Is it me or are the colleges just starting to offer ST program's. My school just started one and I think it is great. Compared to the minimal training that military tech's get, The students at my school are sitting next to us in all the advanced sciences (2 A&P 4 credit course and a 4 cr micro) and have a very intense clinical rotation yes as busy and varied as the RN students. As a new grad and doing first assist I waould rather ine of them than an RN. As for circ yes that is an RN job currently. New better training is going to up their game and I beleive they are headed toward licensure of some sort. Compared to my grandmother who was OJT exclusively and was a high school dropout I think ST's are headed nowhere but up.

Specializes in 5 yrs OR, ASU Pre-Op 2 yr. ER.
As for circ yes that is an RN job currently.

And i sure as heck don't see that changing anytime soon, for very good reasons.

Specializes in 5 yrs OR, ASU Pre-Op 2 yr. ER.
To demean your fellow employee is detrimental to the workings of a well-oiled department.

And this should apply to everyone.

Is it me or are the colleges just starting to offer ST program's. My school just started one and I think it is great. Compared to the minimal training that military tech's get, The students at my school are sitting next to us in all the advanced sciences (2 A&P 4 credit course and a 4 cr micro) and have a very intense clinical rotation yes as busy and varied as the RN students. As a new grad and doing first assist I waould rather ine of them than an RN. As for circ yes that is an RN job currently. New better training is going to up their game and I beleive they are headed toward licensure of some sort. Compared to my grandmother who was OJT exclusively and was a high school dropout I think ST's are headed nowhere but up.

I did my OR tech training in the military, during Vietnam. I did it in CA, and the community college in the city in which I did it offered a fair number of units--can't recall how many, but it was substantial--as credit toward an A.A.

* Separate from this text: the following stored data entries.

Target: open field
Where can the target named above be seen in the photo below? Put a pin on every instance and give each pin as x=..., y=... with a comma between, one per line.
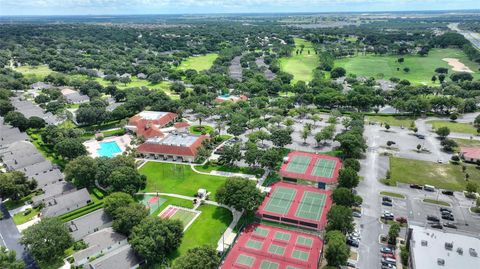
x=421, y=68
x=301, y=66
x=179, y=179
x=199, y=63
x=445, y=176
x=404, y=121
x=455, y=127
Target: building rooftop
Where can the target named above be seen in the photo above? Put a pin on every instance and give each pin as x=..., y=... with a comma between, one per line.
x=80, y=227
x=435, y=249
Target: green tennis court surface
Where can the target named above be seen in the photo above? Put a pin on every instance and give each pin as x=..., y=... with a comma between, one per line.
x=311, y=205
x=298, y=164
x=268, y=265
x=245, y=260
x=281, y=200
x=324, y=168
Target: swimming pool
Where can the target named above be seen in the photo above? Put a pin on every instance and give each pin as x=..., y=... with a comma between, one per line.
x=108, y=149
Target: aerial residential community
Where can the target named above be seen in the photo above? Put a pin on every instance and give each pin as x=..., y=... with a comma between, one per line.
x=258, y=134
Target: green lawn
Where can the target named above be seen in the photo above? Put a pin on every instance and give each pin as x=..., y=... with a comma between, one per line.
x=421, y=68
x=455, y=127
x=301, y=66
x=21, y=218
x=445, y=176
x=199, y=63
x=38, y=72
x=206, y=230
x=436, y=202
x=392, y=194
x=404, y=121
x=179, y=179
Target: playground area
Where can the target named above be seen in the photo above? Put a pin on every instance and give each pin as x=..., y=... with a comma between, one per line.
x=310, y=167
x=296, y=205
x=185, y=215
x=268, y=247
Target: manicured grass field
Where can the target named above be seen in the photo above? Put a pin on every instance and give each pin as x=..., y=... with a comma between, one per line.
x=199, y=63
x=392, y=194
x=179, y=179
x=404, y=121
x=301, y=66
x=445, y=176
x=207, y=229
x=38, y=72
x=421, y=68
x=455, y=127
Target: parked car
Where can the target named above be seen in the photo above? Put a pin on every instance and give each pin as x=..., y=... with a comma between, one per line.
x=447, y=192
x=416, y=186
x=449, y=225
x=386, y=250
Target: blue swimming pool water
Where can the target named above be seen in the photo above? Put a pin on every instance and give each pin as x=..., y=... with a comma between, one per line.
x=108, y=149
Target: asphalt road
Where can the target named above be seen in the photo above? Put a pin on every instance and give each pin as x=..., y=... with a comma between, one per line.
x=9, y=237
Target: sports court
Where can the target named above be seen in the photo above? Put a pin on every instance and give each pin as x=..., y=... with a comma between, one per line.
x=310, y=167
x=185, y=215
x=268, y=247
x=298, y=205
x=152, y=202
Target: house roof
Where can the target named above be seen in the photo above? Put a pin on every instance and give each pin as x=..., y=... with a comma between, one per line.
x=471, y=153
x=66, y=203
x=167, y=146
x=97, y=242
x=81, y=227
x=122, y=258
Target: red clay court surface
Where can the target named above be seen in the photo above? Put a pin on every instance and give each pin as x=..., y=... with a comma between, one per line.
x=267, y=247
x=299, y=205
x=311, y=167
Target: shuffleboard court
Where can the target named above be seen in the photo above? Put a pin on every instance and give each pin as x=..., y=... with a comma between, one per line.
x=281, y=200
x=311, y=205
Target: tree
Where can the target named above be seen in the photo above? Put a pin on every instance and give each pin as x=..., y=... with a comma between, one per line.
x=81, y=171
x=443, y=132
x=129, y=216
x=8, y=259
x=240, y=193
x=47, y=240
x=154, y=238
x=125, y=179
x=281, y=137
x=15, y=185
x=336, y=251
x=70, y=148
x=204, y=257
x=338, y=72
x=393, y=233
x=348, y=178
x=340, y=218
x=115, y=201
x=343, y=196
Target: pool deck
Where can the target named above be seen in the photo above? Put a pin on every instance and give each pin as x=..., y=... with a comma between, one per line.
x=93, y=145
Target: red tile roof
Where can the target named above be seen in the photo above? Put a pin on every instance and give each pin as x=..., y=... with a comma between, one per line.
x=158, y=148
x=470, y=153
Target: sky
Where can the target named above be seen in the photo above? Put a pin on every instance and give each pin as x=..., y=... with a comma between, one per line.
x=110, y=7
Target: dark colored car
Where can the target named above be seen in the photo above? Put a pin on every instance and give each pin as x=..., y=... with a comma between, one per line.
x=450, y=225
x=416, y=186
x=447, y=192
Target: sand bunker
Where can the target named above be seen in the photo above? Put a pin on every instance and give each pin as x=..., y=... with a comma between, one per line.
x=457, y=66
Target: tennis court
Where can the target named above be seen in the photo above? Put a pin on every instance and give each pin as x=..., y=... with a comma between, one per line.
x=281, y=200
x=311, y=205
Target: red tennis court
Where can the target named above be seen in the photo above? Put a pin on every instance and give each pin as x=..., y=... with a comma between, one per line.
x=298, y=205
x=310, y=167
x=268, y=247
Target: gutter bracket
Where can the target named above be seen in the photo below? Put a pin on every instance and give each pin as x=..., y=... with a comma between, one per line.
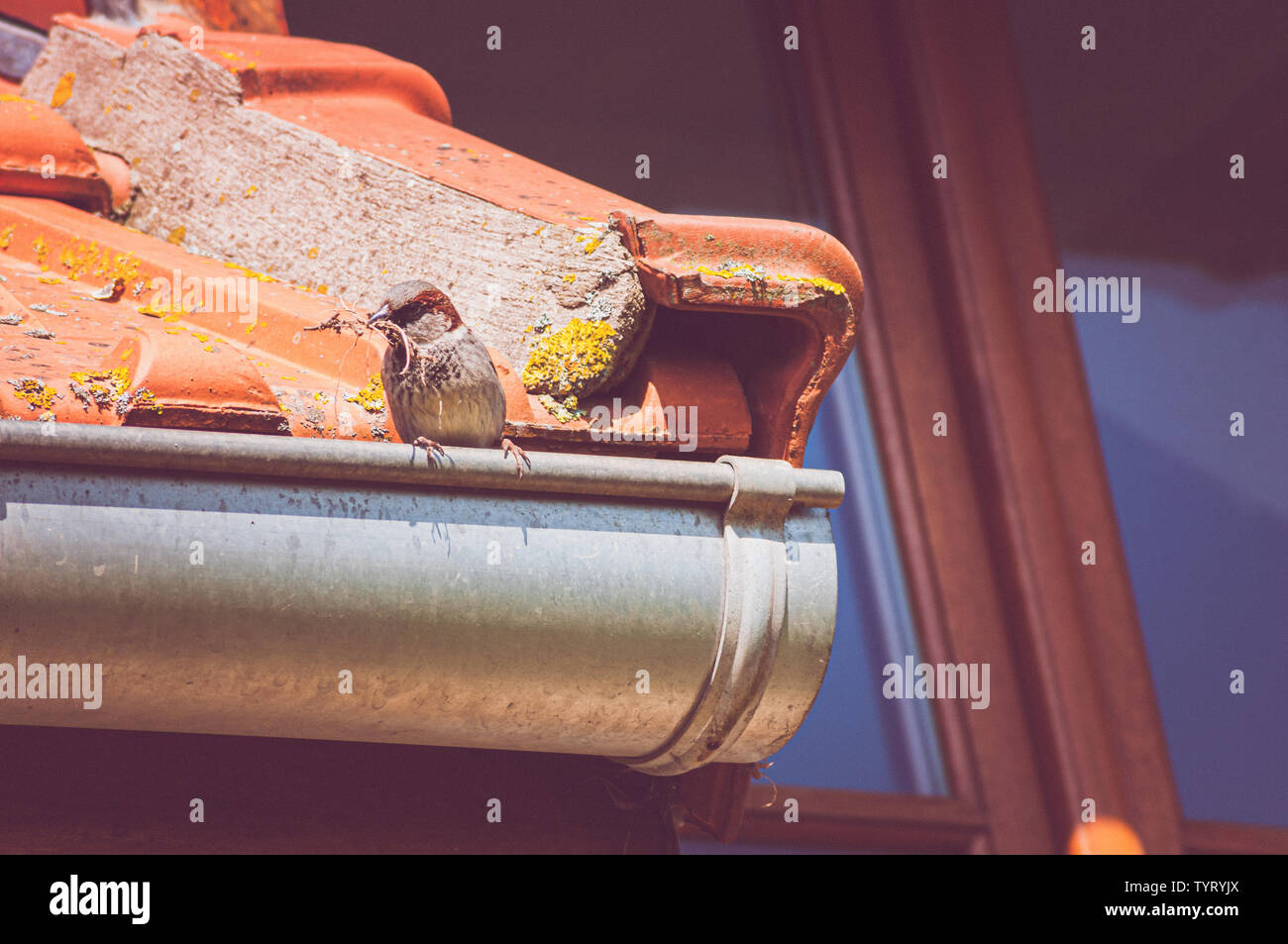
x=755, y=607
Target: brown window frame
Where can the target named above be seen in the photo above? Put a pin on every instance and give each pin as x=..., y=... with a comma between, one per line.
x=990, y=518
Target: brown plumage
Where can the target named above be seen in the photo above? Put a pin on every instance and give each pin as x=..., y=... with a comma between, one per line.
x=441, y=386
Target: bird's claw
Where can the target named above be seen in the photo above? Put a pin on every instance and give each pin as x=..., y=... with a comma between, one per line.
x=519, y=456
x=430, y=449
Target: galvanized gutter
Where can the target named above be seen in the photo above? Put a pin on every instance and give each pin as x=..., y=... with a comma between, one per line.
x=227, y=582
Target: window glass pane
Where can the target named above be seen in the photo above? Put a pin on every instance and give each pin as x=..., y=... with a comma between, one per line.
x=1160, y=158
x=853, y=738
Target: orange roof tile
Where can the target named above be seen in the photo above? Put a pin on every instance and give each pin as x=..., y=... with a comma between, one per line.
x=268, y=371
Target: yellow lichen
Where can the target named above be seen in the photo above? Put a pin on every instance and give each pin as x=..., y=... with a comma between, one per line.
x=565, y=361
x=80, y=258
x=38, y=395
x=372, y=397
x=146, y=399
x=63, y=90
x=824, y=283
x=732, y=270
x=102, y=386
x=566, y=411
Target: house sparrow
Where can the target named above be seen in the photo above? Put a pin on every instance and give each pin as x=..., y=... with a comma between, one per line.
x=439, y=382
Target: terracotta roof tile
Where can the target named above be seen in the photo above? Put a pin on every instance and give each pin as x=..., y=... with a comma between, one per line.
x=222, y=367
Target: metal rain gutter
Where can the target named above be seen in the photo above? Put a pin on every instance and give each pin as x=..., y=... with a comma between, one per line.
x=664, y=613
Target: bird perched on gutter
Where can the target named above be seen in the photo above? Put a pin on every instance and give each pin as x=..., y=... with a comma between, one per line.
x=439, y=381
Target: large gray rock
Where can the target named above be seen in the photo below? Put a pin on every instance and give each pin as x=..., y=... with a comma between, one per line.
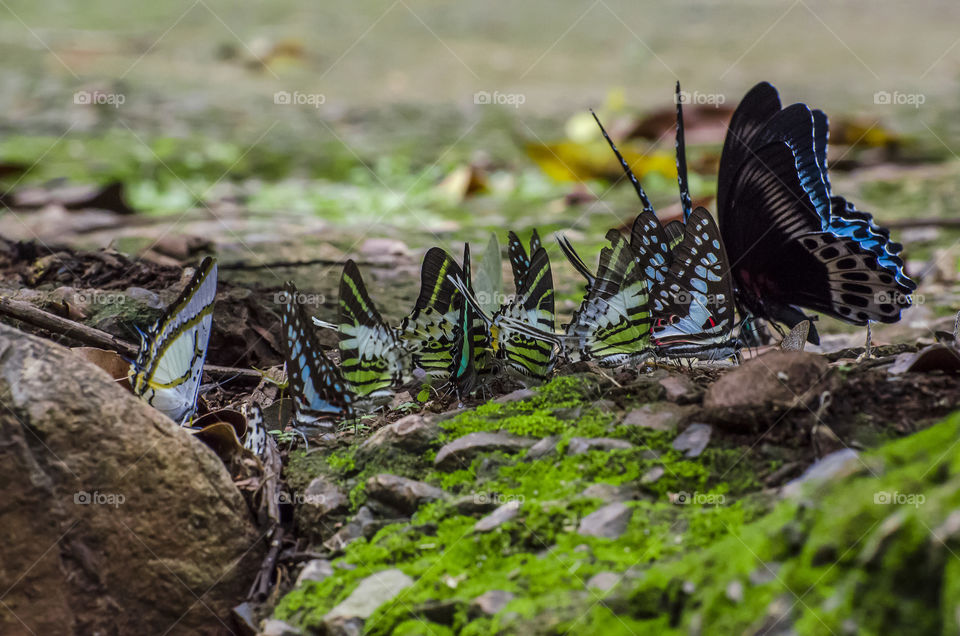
x=498, y=517
x=412, y=433
x=694, y=440
x=581, y=445
x=404, y=494
x=372, y=592
x=460, y=452
x=608, y=522
x=115, y=520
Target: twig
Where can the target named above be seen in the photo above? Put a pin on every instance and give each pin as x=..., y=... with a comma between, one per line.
x=246, y=265
x=25, y=312
x=260, y=589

When I did my LPN, the military were sending groups of Medics through our college to obtain LPN certification, so they could acquire the OR Technicican education. Some were pretty ticked at having to work LTC, but found that the civilian qualification came in pretty handy in supplementing their incomes at local hospitals.

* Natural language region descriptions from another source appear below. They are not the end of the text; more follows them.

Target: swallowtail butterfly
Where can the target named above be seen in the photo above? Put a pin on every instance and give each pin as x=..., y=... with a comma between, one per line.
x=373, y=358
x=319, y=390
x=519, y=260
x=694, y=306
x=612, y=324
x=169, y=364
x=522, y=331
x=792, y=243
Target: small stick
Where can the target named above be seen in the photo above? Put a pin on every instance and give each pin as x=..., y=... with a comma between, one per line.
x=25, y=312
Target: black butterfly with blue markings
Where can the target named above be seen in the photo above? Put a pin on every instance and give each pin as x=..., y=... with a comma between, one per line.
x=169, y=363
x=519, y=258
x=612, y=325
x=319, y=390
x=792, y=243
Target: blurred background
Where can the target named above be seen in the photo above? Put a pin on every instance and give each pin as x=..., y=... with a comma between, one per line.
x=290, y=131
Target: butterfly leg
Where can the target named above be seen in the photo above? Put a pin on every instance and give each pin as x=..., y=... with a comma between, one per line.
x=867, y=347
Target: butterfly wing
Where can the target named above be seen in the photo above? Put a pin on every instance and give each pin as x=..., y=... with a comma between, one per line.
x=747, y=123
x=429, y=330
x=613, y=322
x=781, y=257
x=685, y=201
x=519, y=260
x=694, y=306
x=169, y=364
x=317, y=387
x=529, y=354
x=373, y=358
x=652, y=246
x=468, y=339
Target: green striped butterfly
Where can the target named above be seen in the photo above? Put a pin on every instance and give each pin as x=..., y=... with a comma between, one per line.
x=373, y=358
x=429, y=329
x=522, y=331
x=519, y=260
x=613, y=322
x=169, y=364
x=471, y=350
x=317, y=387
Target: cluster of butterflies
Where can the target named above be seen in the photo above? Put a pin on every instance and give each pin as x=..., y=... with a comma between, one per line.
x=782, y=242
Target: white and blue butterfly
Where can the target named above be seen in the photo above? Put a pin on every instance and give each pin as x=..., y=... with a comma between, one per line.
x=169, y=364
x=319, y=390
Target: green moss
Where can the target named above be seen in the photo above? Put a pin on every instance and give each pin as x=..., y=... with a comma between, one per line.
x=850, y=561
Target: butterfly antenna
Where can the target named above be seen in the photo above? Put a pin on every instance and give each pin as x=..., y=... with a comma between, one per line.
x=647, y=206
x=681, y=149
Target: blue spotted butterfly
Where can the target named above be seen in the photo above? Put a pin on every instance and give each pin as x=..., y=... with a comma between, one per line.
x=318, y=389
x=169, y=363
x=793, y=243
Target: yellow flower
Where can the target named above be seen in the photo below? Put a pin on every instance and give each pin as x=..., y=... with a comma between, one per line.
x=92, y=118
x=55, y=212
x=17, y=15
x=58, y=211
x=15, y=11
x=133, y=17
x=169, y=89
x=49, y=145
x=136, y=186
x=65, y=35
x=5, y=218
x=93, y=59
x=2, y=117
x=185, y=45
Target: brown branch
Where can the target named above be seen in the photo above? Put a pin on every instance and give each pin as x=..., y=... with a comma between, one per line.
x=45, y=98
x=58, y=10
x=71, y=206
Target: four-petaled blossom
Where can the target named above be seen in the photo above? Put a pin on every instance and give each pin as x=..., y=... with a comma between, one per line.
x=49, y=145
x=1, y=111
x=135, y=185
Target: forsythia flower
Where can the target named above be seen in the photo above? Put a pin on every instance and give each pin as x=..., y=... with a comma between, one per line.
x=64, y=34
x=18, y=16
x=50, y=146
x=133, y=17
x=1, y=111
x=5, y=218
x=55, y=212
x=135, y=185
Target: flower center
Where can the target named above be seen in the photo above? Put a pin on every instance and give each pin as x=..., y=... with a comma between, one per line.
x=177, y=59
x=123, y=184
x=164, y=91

Whys shouldn't an LPN who has obtained OR Tech. credentials be in an OR?

My scope of practice REQUIRES me to be capable of assessing a patient, there is a big difference between assessment and diagnosis (which I believe RN's arent allowed to do either).

Perhaps part of the problems with healthcare today is the fact that RN's appear to be hostile to others with different training being employed in positions that they have traditionally held. Makes sense to use an OR Tech at $21/hour (with 5+years experience) than an RN (new grad) at $28/hour.

Specializes in 5 yrs OR, ASU Pre-Op 2 yr. ER.
Perhaps part of the problems with healthcare today is the fact that RN's appear to be hostile to others with different training being employed in positions that they have traditionally held.

I really agree with this statement, except for the fact that i don't think the hostility is just from RNs. It can be from anyone (i've learned that here, that's for sure).